Posted February 18, 2020 | Reviewed by Kaja Perina
Creativity—the all-powerful positive force that brings into being new ideas, products, dimensions, and innovations—has a dark side. And at some level, we know it probably does because we’re likely to have engaged in dark creativity ourselves, at some point.
Maybe not dark , but definitely a different hue of creativity. For instance, think about a time you may have come up with a clever lie to avoid meeting someone. Was it original, yet plausible? Was it effective? If it was both, this would count toward a dark-ish use of creative thinking.
That said, as with everything in creativity science, context matters a great deal. Was the someone you were avoiding a person you like or dislike? Had they wronged you in the past and therefore you believed avoiding them was justifiable? Or did you have another commitment at the same date and time, and preferred to lie instead of hurt their feelings?
Over the past decade or so, creativity researchers have begun exploring this dark side in a methodical manner; one of the ways is by focusing on the objective of deploying creative resources. Is this a benevolent goal or a wicked one? Is it primarily motivated by self-interest or to serve others? The prosocial-antisocial-asocial avenues across which creativity can operate brings to the fore discussions of the virtue or vice of creative acts.

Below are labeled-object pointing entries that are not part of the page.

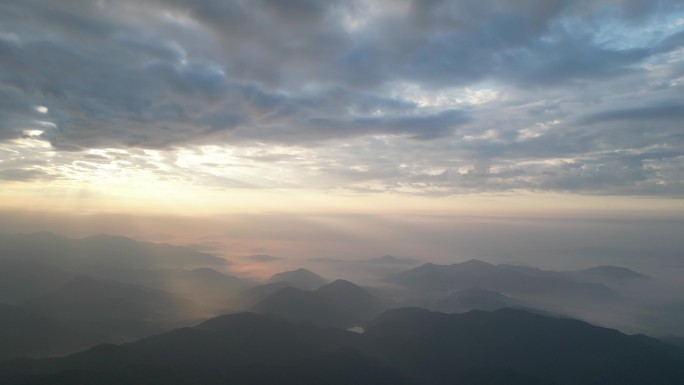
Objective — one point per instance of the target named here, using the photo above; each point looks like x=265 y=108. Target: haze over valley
x=418 y=192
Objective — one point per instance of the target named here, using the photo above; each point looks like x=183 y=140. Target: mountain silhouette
x=25 y=334
x=118 y=310
x=474 y=273
x=101 y=251
x=300 y=278
x=21 y=279
x=474 y=299
x=440 y=348
x=340 y=303
x=407 y=346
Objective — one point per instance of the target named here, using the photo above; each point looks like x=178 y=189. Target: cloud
x=421 y=96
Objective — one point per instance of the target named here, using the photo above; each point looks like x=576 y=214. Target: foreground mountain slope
x=114 y=310
x=435 y=347
x=243 y=348
x=406 y=346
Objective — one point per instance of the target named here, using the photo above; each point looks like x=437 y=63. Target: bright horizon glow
x=361 y=127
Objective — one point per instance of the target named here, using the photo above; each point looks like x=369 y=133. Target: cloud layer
x=428 y=97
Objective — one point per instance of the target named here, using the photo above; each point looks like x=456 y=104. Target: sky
x=356 y=116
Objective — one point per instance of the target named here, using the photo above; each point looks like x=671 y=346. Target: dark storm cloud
x=166 y=74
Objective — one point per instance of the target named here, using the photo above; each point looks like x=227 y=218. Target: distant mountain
x=119 y=310
x=25 y=334
x=262 y=258
x=204 y=286
x=340 y=303
x=405 y=346
x=21 y=280
x=100 y=251
x=673 y=340
x=598 y=274
x=601 y=273
x=300 y=278
x=474 y=273
x=249 y=297
x=474 y=299
x=388 y=259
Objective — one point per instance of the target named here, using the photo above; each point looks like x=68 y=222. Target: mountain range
x=404 y=346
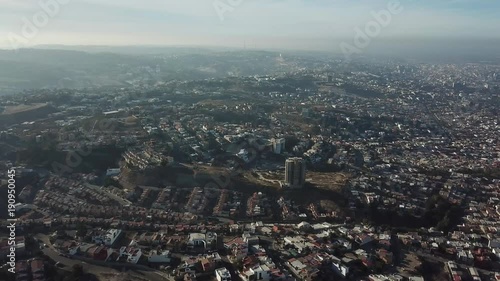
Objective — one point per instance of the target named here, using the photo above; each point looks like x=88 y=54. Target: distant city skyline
x=294 y=24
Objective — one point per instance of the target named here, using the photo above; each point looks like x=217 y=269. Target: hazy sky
x=300 y=24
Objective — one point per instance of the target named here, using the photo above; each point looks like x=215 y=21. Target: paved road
x=51 y=252
x=443 y=260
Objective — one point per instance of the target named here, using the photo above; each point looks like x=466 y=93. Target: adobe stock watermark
x=372 y=29
x=223 y=6
x=31 y=26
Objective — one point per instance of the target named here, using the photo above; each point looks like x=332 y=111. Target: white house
x=108 y=238
x=259 y=272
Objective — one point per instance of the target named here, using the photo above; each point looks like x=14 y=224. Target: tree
x=77 y=271
x=81 y=230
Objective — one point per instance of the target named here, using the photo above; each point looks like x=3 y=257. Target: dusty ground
x=22 y=108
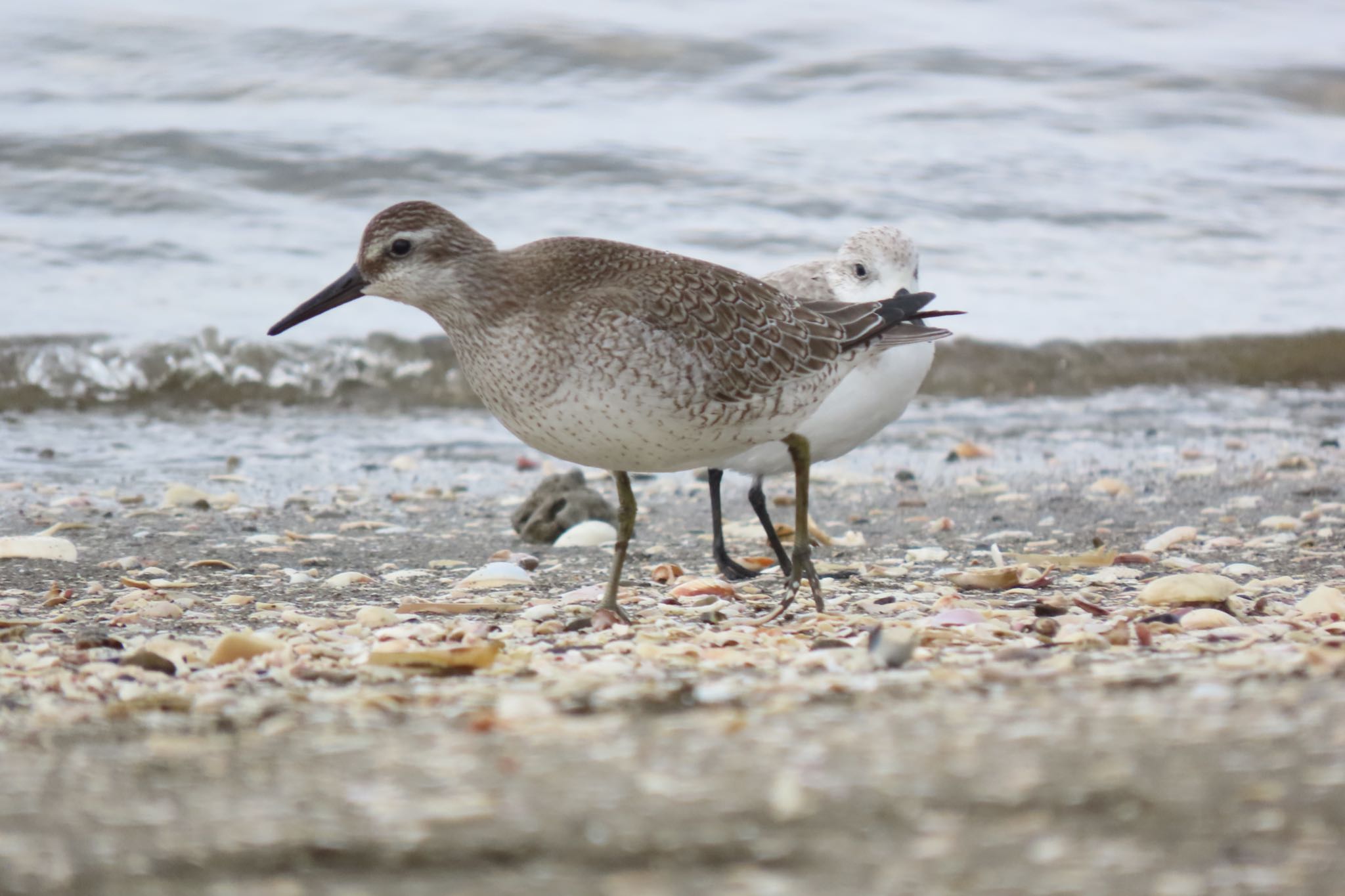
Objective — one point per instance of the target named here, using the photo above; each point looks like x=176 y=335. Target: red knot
x=621 y=356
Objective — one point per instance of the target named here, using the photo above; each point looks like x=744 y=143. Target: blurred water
x=1132 y=168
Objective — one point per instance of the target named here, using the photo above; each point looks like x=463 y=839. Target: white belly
x=870 y=398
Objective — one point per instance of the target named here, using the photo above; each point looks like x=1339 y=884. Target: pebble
x=1189 y=587
x=586 y=535
x=1172 y=536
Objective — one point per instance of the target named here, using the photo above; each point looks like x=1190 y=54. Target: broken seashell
x=376 y=617
x=454 y=609
x=1172 y=536
x=1323 y=599
x=240 y=645
x=38 y=547
x=449 y=661
x=1095 y=558
x=346 y=580
x=1111 y=486
x=666 y=572
x=213 y=565
x=713 y=587
x=1000 y=580
x=586 y=535
x=1208 y=618
x=495 y=575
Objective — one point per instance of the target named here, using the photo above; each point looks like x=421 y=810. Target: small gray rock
x=558 y=503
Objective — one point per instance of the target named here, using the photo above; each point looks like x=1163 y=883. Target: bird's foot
x=734 y=571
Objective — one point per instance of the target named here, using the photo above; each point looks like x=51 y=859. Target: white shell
x=586 y=535
x=38 y=547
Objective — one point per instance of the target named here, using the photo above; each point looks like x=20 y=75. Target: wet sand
x=1044 y=739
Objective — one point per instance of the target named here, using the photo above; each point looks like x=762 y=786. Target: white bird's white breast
x=870 y=398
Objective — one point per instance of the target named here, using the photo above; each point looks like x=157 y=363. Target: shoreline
x=694 y=748
x=81 y=372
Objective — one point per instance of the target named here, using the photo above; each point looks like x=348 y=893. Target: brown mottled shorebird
x=625 y=358
x=873 y=264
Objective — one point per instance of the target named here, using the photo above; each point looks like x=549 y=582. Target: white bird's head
x=873 y=265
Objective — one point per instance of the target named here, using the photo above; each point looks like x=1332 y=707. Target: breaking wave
x=387 y=371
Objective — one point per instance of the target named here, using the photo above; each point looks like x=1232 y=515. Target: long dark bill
x=347 y=288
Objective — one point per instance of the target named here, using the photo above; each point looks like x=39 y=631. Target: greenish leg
x=802 y=457
x=625 y=530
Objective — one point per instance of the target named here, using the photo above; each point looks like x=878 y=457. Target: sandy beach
x=1087 y=729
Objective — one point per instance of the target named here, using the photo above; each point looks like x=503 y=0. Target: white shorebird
x=625 y=358
x=871 y=265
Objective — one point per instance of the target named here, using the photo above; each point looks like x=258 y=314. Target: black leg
x=757 y=496
x=730 y=568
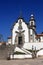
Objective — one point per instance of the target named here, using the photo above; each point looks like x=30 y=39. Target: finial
x=20 y=16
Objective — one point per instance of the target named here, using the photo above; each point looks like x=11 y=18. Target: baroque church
x=23 y=38
x=25 y=33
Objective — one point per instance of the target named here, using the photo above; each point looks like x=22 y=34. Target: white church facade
x=25 y=35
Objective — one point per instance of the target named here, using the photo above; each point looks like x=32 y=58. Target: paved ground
x=38 y=61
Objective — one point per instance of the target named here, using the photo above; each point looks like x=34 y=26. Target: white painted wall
x=9 y=41
x=15 y=28
x=38 y=45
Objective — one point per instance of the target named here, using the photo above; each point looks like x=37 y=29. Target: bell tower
x=32 y=28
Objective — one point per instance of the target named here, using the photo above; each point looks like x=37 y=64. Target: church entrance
x=20 y=41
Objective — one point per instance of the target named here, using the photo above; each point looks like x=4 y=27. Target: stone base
x=20 y=56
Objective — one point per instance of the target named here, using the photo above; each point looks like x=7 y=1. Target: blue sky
x=10 y=11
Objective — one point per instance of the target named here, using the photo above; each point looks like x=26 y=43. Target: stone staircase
x=26 y=51
x=5 y=50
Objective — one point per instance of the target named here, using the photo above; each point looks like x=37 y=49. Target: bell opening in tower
x=20 y=40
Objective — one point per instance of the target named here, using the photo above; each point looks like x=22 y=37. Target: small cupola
x=32 y=21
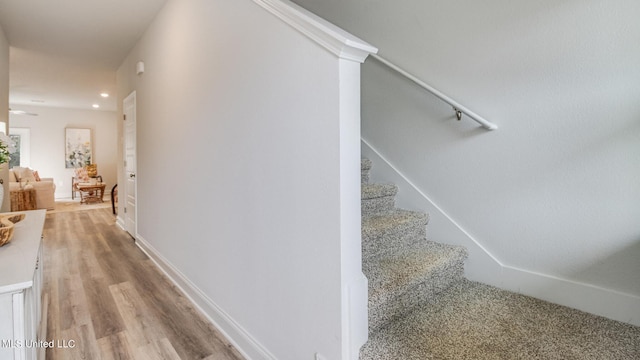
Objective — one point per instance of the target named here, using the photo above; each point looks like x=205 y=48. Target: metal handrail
x=457 y=107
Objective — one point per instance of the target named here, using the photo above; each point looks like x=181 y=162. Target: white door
x=129 y=106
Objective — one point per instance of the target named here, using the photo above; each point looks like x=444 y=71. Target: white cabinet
x=21 y=290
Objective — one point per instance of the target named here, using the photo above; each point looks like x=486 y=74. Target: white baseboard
x=484 y=267
x=120 y=222
x=235 y=334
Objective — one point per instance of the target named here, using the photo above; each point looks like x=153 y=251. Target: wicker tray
x=6 y=227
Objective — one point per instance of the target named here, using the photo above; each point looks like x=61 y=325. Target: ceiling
x=64 y=53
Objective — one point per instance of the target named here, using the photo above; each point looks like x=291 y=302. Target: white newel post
x=351 y=52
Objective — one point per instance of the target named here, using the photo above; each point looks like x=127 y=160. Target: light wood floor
x=110 y=301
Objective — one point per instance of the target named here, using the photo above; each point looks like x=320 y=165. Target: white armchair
x=45 y=187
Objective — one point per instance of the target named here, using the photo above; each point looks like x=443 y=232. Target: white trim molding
x=484 y=267
x=249 y=347
x=331 y=37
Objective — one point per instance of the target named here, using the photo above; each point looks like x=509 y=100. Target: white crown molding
x=337 y=41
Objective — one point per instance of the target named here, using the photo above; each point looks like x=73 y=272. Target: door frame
x=131 y=98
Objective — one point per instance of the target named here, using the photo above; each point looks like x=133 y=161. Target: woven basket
x=6 y=227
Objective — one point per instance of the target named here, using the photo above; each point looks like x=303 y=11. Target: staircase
x=404 y=269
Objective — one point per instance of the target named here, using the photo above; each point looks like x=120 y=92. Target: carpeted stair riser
x=405 y=271
x=378 y=198
x=410 y=278
x=365 y=168
x=386 y=233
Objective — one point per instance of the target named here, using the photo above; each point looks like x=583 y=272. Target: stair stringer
x=484 y=267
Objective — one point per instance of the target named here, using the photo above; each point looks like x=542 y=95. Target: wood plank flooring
x=108 y=299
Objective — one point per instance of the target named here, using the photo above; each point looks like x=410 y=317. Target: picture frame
x=78 y=149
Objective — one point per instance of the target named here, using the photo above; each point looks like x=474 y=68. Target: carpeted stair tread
x=406 y=279
x=403 y=270
x=475 y=321
x=373 y=191
x=378 y=198
x=365 y=164
x=391 y=231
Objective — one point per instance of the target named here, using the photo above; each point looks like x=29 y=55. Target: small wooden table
x=90 y=192
x=23 y=199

When we think of the term creativity, noble or benign actions, such as composing soul-touching music or designing an aesthetically-appealing website or solving a perplexing business problem come to mind. It is less likely for us to immediately consider novel instances of propaganda, deceit, forgery, or even more severe criminal activity as creative .
One reason may be because these actions are associated with primarily harming others or helping oneself without caring about the potential for collateral damage. Traditionally, creativity is associated with ways to benefit others in society, or at least not detract from their welfare. Dark creative acts serve to benefit the creators themselves, highlighting that the chief stakeholder(s) in such instances is the individual or collective partaking in this creative misbehavior.
When a burglar devises a new way to break into a jewelry store and steal a 22-carat diamond ring, there is no greater good for society that comes off the action. Yet there is an unequivocal benefit to the individual. It can be a selfish act (the burglar’s ex-partner owns the store and this is a devious act of revenge) or a self-interested one (the store owner is unknown and the ring can fetch a good price on the black market), but it is unlikely to be a benevolent one. However, as a consequence of the burglary, the store owner may invest in smarter technology and resources to prevent another theft, perhaps employing a creative professional to design the same.
In this way, the bright and dark sides of creativity are often interdependent; one may cease to exist without the other. The grayer areas of creativity arise when we as judges of original productions are still unclear about where the eventual benefit of creative behavior lies. Is hacktivism bright creativity or dark? Are whistleblowers (and the ingenuity they apply to ensure they are secure after having blown the whistle) beneficial or not? What about dark creativity in fiction and cinema — does that really harm or help?
It may be time to acknowledge the entire grayscale of creative manifestations in thought and action. After all, there is no light without the dark.
Cropley, D. H., Cropley, A. J., Kaufman, J. C., & Runco, M. A. (Eds.). (2010). The dark side of creativity. New York, NY: Cambridge University Press.